Because we don’t want to fetch the feeds from the net over and over again as the user wants to read a post, we have a cache for the posts we have already retrieved for a feed (the details of the Post class are omitted for brevity):

public interface PostCache {
    public List<Post> getPosts();
    public void putPost(Post newPost);
}

public class TransientPostCache implements PostCache {
    private final List<Post> posts;
    /* implement the PostCache methods using this.posts */
}

The beauty of programming against the PostCache interface is that you stay focused and it’s easy to swap in a more advanced implementation later (which stores the fetched articles in some form of persistent storage and does other fancy stuff).

Now we can start to profit from our work and implement the first code that actually gets something from our scope injected:

public class FeedFetcher {
    @Inject
    public FeedFetcher(URL feedUrl, PostCache cache) {
        /* remember the parameters, ... */
    }

    public void doFetch() throws IOException {
        /* fetch the feed and add the posts to the cache */
    }
}

And deep down in the plumbing layer we have a timer that occasionally kicks in and fetches the posts for the feed we have subscribed to:

Injector inj = ...;
FeedScope fs = ...;

for (Feed feed : feedList) {
    fs.enter(feed);
    try {
        final FeedFetcher ff = inj.getInstance(FeedFetcher.class);
        ff.doFetch();
    } catch (IOException ex) {
        /* log the error, try again, whatever... */
    } finally {
        fs.exit();
    }
}

This assumes we have the list of feeds and the Injector at hand. Then it iterates over the feeds we know of, entering the FeedScope for each of them. Inside the scope we ask the Injector for an FeedFetcher instance which will get the correct URL and PostCache injected and is ready to do it’s best to fetch the new posts from the feed. It is important to make sure that every time we enter the FeedScope we have a matching exit(), so we put that into a finally block. All there is left to do is to wire everything up in a Module:

public final class FeedModule extends AbstractModule {
    protected void configure() {
        /* initialize the Feed scope */
        final FeedScope fScope = new FeedScope();
        bindScope(FeedScoped.class, fScope);
        bind(Feed.class).toProvider(fScope);
        bind(FeedScope.class).toInstance(fScope);

        bind(PostCache.class).
            to(TransientPostCache.class).
            in(FeedScoped.class);

        bind(FeedFetcher.class);
    }

    @Provides
    @FeedScoped
    URL provideUrl(Feed feed) {
        return feed.getFeedUrl();
    }
}

So this would be the outline of a feed reader application that makes use of a custom scope, which is the AttributeHolderScope in this case.

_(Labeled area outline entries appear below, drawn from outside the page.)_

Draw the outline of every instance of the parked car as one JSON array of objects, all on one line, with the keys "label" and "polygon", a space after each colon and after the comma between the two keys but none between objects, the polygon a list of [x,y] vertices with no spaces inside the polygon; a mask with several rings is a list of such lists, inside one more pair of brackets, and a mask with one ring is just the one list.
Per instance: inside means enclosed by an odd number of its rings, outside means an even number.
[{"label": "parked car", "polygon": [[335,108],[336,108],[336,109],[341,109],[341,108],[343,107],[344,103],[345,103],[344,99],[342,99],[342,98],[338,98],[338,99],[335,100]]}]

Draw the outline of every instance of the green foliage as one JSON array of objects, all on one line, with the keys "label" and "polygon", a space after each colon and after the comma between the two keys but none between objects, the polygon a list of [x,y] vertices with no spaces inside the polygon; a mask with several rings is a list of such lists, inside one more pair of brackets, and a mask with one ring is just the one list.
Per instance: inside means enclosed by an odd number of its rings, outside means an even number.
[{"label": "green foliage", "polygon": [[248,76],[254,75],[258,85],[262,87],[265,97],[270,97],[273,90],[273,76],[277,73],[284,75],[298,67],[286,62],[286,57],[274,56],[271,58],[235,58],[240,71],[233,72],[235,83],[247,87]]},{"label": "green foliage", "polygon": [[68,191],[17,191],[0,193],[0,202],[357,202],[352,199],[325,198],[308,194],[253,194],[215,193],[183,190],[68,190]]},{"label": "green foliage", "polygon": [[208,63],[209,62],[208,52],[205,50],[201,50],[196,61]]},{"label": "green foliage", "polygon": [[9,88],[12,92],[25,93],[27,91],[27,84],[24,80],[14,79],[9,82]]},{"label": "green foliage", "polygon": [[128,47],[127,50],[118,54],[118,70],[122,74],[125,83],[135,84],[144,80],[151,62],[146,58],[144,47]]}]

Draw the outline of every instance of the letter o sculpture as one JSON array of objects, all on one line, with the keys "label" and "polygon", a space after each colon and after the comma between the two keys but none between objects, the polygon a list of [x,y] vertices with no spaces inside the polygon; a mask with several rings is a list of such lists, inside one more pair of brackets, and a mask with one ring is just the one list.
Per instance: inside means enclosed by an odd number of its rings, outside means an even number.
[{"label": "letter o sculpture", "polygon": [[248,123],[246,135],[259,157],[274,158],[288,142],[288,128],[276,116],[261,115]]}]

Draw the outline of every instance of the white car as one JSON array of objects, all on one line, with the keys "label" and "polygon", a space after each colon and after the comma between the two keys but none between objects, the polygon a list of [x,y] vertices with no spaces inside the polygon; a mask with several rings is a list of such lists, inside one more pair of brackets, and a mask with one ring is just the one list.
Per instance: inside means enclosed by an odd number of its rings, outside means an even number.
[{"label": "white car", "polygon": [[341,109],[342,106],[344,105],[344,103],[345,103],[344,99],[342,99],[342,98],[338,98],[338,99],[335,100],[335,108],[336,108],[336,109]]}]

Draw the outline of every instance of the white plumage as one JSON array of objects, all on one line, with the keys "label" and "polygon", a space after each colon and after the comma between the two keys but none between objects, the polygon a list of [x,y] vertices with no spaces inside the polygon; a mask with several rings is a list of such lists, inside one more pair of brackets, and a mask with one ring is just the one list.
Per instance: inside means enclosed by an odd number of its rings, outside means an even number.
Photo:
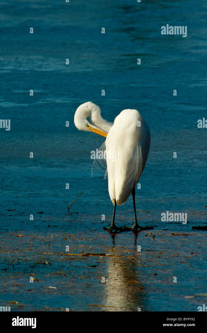
[{"label": "white plumage", "polygon": [[78,108],[74,123],[80,131],[90,131],[106,137],[102,147],[105,147],[106,152],[113,152],[113,156],[116,156],[116,159],[113,160],[111,154],[106,155],[111,156],[107,159],[107,171],[109,192],[114,205],[112,223],[108,230],[118,229],[114,224],[116,204],[123,204],[131,192],[135,218],[133,229],[152,228],[139,226],[135,207],[135,187],[145,167],[150,144],[150,129],[141,113],[137,110],[123,110],[113,124],[102,118],[99,107],[87,102]]}]

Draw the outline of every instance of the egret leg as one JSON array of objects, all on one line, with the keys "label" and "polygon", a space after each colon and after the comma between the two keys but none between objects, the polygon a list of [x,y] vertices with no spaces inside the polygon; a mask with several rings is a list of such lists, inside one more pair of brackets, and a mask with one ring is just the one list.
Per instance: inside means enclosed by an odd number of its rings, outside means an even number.
[{"label": "egret leg", "polygon": [[133,204],[134,205],[134,210],[135,213],[135,223],[134,225],[129,227],[125,226],[124,228],[125,230],[133,230],[133,231],[137,231],[138,229],[140,229],[141,230],[148,230],[150,229],[153,229],[154,227],[148,227],[147,225],[146,227],[141,227],[138,224],[137,219],[137,214],[136,213],[136,206],[135,205],[135,188],[133,188],[132,191],[132,194],[133,198]]},{"label": "egret leg", "polygon": [[109,231],[110,233],[116,233],[118,231],[122,231],[122,227],[121,227],[121,228],[118,228],[115,225],[115,223],[114,221],[115,220],[115,213],[116,212],[116,199],[115,199],[115,204],[114,204],[114,212],[113,213],[113,218],[112,220],[112,222],[111,222],[111,226],[110,228],[106,228],[105,227],[103,227],[103,229],[104,230],[107,230],[107,231]]}]

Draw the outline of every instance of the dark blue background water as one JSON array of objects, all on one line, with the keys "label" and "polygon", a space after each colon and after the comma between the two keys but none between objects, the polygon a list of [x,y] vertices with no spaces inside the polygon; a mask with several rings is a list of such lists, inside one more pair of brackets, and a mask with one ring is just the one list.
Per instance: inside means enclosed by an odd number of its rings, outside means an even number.
[{"label": "dark blue background water", "polygon": [[[164,263],[168,255],[166,256],[163,242],[171,232],[189,233],[191,225],[206,223],[203,214],[207,205],[207,129],[197,126],[198,119],[207,118],[206,1],[142,0],[138,3],[135,0],[70,0],[67,3],[63,0],[39,0],[3,1],[0,5],[0,118],[11,119],[10,131],[0,129],[2,258],[0,282],[4,286],[1,288],[4,291],[0,295],[1,303],[17,301],[22,304],[18,309],[23,310],[68,307],[72,310],[110,311],[110,307],[88,306],[88,304],[108,306],[110,303],[118,307],[117,310],[137,311],[141,297],[144,300],[142,311],[197,311],[203,301],[197,298],[197,304],[191,303],[190,299],[184,296],[189,293],[206,292],[206,232],[197,232],[193,239],[184,242],[185,245],[182,240],[184,236],[177,236],[173,241],[173,237],[169,238],[167,250],[171,254],[179,252],[181,262],[186,253],[200,251],[200,254],[197,253],[201,256],[199,260],[191,259],[184,270],[183,264],[175,259]],[[167,24],[187,26],[187,37],[162,35],[161,27]],[[31,27],[33,34],[29,32]],[[105,34],[101,33],[102,27],[105,28]],[[141,60],[140,65],[137,64],[139,58]],[[69,65],[65,65],[67,58]],[[30,96],[31,89],[34,90],[33,96]],[[176,96],[173,95],[174,89],[177,90]],[[105,96],[101,96],[102,90]],[[100,175],[91,177],[90,152],[99,148],[103,138],[79,131],[73,123],[77,108],[89,101],[98,104],[103,118],[111,122],[124,109],[137,109],[150,129],[150,150],[136,201],[143,224],[146,222],[157,226],[155,229],[157,242],[155,247],[155,241],[152,237],[149,240],[149,234],[145,237],[143,232],[139,233],[143,250],[156,251],[152,267],[149,252],[146,252],[145,264],[139,263],[136,257],[130,259],[135,260],[136,278],[130,275],[131,267],[127,266],[128,259],[124,252],[118,267],[114,266],[118,264],[117,258],[113,257],[111,264],[101,259],[102,269],[97,272],[95,281],[91,270],[87,277],[84,275],[84,268],[88,264],[85,258],[79,262],[73,257],[74,261],[67,269],[69,261],[65,265],[59,257],[48,255],[50,261],[53,261],[51,266],[33,266],[34,262],[40,262],[39,251],[45,252],[45,249],[40,249],[44,241],[40,240],[45,232],[47,247],[50,240],[53,253],[65,252],[68,242],[63,240],[64,233],[72,242],[71,253],[85,252],[85,248],[80,252],[78,247],[81,244],[88,247],[86,252],[91,251],[90,246],[96,253],[107,250],[112,250],[114,254],[114,246],[120,254],[119,248],[123,251],[136,251],[134,235],[131,233],[116,235],[117,242],[113,244],[111,236],[102,230],[102,214],[106,217],[105,225],[109,225],[113,206],[107,181]],[[65,126],[67,121],[69,128]],[[33,159],[30,158],[30,152],[34,153]],[[172,157],[173,152],[177,153],[176,159]],[[66,183],[69,184],[69,189],[65,189]],[[81,192],[82,196],[68,214],[68,205]],[[167,210],[187,212],[189,223],[161,222],[161,214]],[[44,214],[37,213],[41,211]],[[33,221],[29,220],[31,214],[34,215]],[[130,197],[118,207],[117,224],[132,224],[133,216]],[[170,232],[166,233],[163,228],[169,229]],[[55,234],[57,239],[52,247],[54,236],[51,235]],[[24,239],[16,237],[18,235],[24,236]],[[24,245],[22,242],[27,236]],[[90,243],[91,239],[93,241]],[[30,245],[32,243],[27,242],[32,239],[34,242]],[[193,250],[189,249],[189,243]],[[30,246],[33,256],[29,257],[27,251]],[[9,249],[12,255],[6,253]],[[162,250],[163,257],[156,263],[157,252]],[[16,267],[20,257],[22,263],[15,272],[12,265]],[[47,256],[44,257],[45,261],[49,260]],[[9,264],[11,260],[12,264]],[[79,265],[76,265],[76,262]],[[162,266],[165,264],[167,267]],[[155,272],[151,270],[157,265],[160,267],[160,283],[155,280]],[[177,276],[172,269],[173,265],[181,284],[176,289],[172,284],[170,291],[166,281],[170,279],[171,282],[172,277]],[[92,269],[95,270],[95,267]],[[126,297],[119,299],[119,294],[114,291],[116,287],[113,287],[111,277],[119,269],[121,275],[125,272],[127,281],[137,279],[145,285],[138,289],[138,296],[132,288],[132,298],[129,300],[127,295],[130,293],[126,282],[122,287],[128,291],[123,292]],[[55,278],[52,279],[52,282],[46,278],[47,274],[60,271],[63,276],[66,274],[65,282],[60,282],[58,275],[53,275]],[[33,289],[32,295],[22,291],[17,294],[18,297],[15,296],[22,287],[19,284],[15,289],[12,281],[19,278],[24,286],[29,283],[27,290],[32,289],[34,287],[29,280],[33,272],[39,274],[41,288],[52,286],[52,283],[62,284],[62,296],[54,294],[50,298],[46,295],[45,304],[40,297],[41,289]],[[187,273],[186,280],[184,277]],[[74,281],[69,292],[65,283],[65,279],[69,278],[68,274]],[[103,289],[100,279],[106,275],[111,276],[110,286],[106,284]],[[89,286],[81,285],[77,276],[82,277],[84,284],[88,278]],[[154,284],[153,290],[159,283],[162,284],[159,287],[159,296],[157,295],[155,300],[147,286],[150,279]],[[47,281],[45,286],[42,280]],[[174,295],[173,301],[169,299],[170,293]],[[109,303],[109,295],[113,303]],[[12,306],[13,310],[17,308]]]}]

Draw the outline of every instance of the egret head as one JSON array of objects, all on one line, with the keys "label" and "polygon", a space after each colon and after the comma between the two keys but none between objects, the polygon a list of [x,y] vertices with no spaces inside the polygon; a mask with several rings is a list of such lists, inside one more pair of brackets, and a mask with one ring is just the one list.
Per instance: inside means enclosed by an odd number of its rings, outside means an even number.
[{"label": "egret head", "polygon": [[[89,118],[90,122],[87,118]],[[74,123],[79,131],[93,132],[106,137],[107,134],[98,127],[101,120],[101,110],[98,105],[92,102],[86,102],[79,106],[74,116]],[[96,124],[97,125],[95,126]]]}]

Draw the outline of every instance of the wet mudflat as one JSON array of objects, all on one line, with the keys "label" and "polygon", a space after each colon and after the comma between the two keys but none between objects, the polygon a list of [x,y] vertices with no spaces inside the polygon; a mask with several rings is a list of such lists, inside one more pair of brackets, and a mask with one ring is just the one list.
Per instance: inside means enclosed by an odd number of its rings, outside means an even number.
[{"label": "wet mudflat", "polygon": [[[151,215],[140,214],[143,224]],[[206,219],[192,214],[194,222]],[[68,216],[76,231],[67,232]],[[35,230],[2,233],[1,303],[13,311],[197,311],[205,304],[206,231],[180,222],[163,230],[151,216],[152,230],[110,235],[103,223],[91,228],[83,217],[41,216]],[[44,223],[46,235],[38,229]]]}]

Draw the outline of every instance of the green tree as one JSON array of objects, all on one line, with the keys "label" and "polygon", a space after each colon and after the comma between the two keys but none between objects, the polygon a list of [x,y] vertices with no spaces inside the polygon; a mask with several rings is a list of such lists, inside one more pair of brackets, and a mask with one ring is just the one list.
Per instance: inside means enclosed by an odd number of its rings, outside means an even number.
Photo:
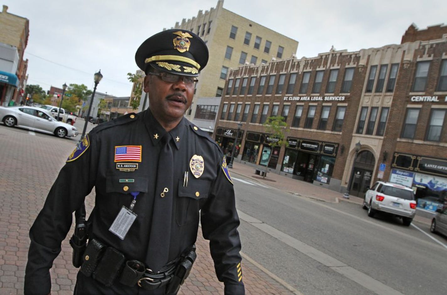
[{"label": "green tree", "polygon": [[[286,137],[285,133],[288,131],[288,129],[286,128],[287,124],[284,122],[284,117],[281,116],[272,116],[267,118],[267,120],[264,123],[264,126],[266,127],[266,131],[269,134],[268,137],[270,139],[270,144],[269,146],[271,148],[272,151],[277,146],[281,146],[283,144],[285,144],[286,146],[289,145],[287,141],[285,140]],[[267,171],[269,167],[269,163],[270,162],[270,159],[272,157],[272,153],[270,153],[269,157],[269,160],[267,161],[267,165],[266,166],[266,173],[264,175],[264,177],[266,177],[267,175]]]},{"label": "green tree", "polygon": [[143,76],[137,74],[127,73],[127,80],[132,83],[135,83],[135,88],[132,92],[132,97],[131,98],[131,103],[129,105],[132,107],[132,109],[136,110],[139,107],[140,100],[141,98],[141,92],[143,90],[143,85],[141,79]]}]

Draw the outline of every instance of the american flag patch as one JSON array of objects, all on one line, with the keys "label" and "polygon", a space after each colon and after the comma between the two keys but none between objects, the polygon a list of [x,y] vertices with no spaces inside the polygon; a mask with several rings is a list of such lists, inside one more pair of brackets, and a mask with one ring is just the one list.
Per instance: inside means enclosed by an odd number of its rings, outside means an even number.
[{"label": "american flag patch", "polygon": [[115,162],[141,162],[141,145],[119,145],[115,147]]}]

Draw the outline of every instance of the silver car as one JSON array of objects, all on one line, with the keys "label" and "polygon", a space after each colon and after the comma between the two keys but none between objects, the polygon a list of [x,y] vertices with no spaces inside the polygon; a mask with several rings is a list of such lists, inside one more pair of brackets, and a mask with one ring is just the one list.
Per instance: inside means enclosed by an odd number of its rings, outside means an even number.
[{"label": "silver car", "polygon": [[0,120],[9,127],[17,126],[59,137],[79,134],[76,127],[57,121],[46,110],[35,107],[0,107]]},{"label": "silver car", "polygon": [[414,192],[410,188],[391,182],[377,181],[367,191],[363,208],[373,217],[376,211],[392,214],[409,226],[416,214]]},{"label": "silver car", "polygon": [[431,220],[430,231],[447,235],[447,207],[436,210],[436,214]]}]

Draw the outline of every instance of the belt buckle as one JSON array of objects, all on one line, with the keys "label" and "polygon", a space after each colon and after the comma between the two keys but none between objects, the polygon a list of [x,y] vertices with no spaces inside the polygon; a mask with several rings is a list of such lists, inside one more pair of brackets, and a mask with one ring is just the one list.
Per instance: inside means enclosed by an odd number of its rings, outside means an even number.
[{"label": "belt buckle", "polygon": [[138,284],[138,286],[139,286],[139,287],[143,287],[143,286],[141,286],[141,282],[142,281],[144,281],[144,280],[150,281],[151,282],[153,282],[154,281],[154,279],[151,278],[147,278],[147,278],[142,278],[138,280],[138,282],[137,282],[137,283]]}]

Was it worth all the trouble?

For what we have seen in this example, surely not. But in a real-world application, this is just the beginning (its always just the beginning…). And there’s interesting stuff to come! After having these classes up and running you would strive for a more advanced PostCache implementation very soon. Possibly a FilePostCache which stores the posts in files in some directory. But which directory on the file system is the right one? Or a DatabasePostCache which uses some JPA implementation to store the posts. But that would need access to some persistence manager or Database connection. And which is the right Database?

It’s surely preferable to get these dependencies magically injected by Guice than to wire everything up by hand, and this is where I see strength of the Guice.